The underlying problem is structural, not cyclical. There will be no return to normal because normal got us into the hole in the first place. And the normal kind of prescriptions can’t possibly get us out. Until the economy is restructured so more Americans share in its gains, the economy won’t make many gains. We’ll be forever trying to scale a wall that can’t be, because the vast majority of Americans lack the purchasing power to move upward.
The current battle is over the extension of the Bush Tax Cuts. Whether for the rich or just those under $250K they are by definition NOT STIMULATIVE. It doesn’t add anything to aggregate demand because it’s money you already have. It is not being spent to create new demand.

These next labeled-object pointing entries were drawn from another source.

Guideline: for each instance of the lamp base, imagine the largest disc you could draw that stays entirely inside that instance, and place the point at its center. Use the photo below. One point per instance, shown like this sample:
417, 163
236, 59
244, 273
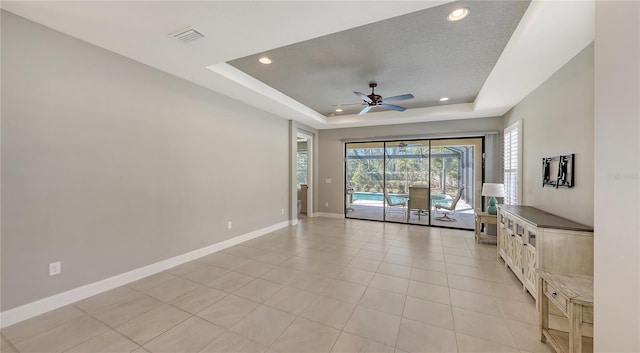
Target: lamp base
492, 209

Likewise business tax cuts. Businesses are already sitting on $2 Trillion that they are not spending because there is no demand for the goods and services they produce. They are awash in cash and credit and giving them any more is like pushing a string.
That leaves Government and they have 2 choices, give money to people who will spend it (which is why giving to the poorest is the most stimulative, because they’ll definitely spend and not save it thus creating demand), OR spending it themselves. The only “stimulative” part of Obama’s new proposal is the $50 Billion spent on Infrastructure and it’s not enough. The rest of the money is wasted pushing string and if you claim to care about “deficits” (and the bond market says you shouldn’t even if you’re not a Modern Monetary Theorist) you’re a hypocritical liar to support that and not the spending.
IF you wish to increase aggregate demand AND not increase the deficit THEN you should be talking about explicitly redistributionist policies that take money away from those who are not spending it to create demand and giving it to those who will.
Supply side economics is “Voodoo Economics”. It has been tried and it has failed. Spectacularly.
The most economically productive period in American History is the 40s, 50s, and 60s when the concentration of wealth was lower, the marginal tax rates higher, and business more regulated.
It’s amazing to me that those most anxious to turn back the clock socially are the most reluctant to do so economically.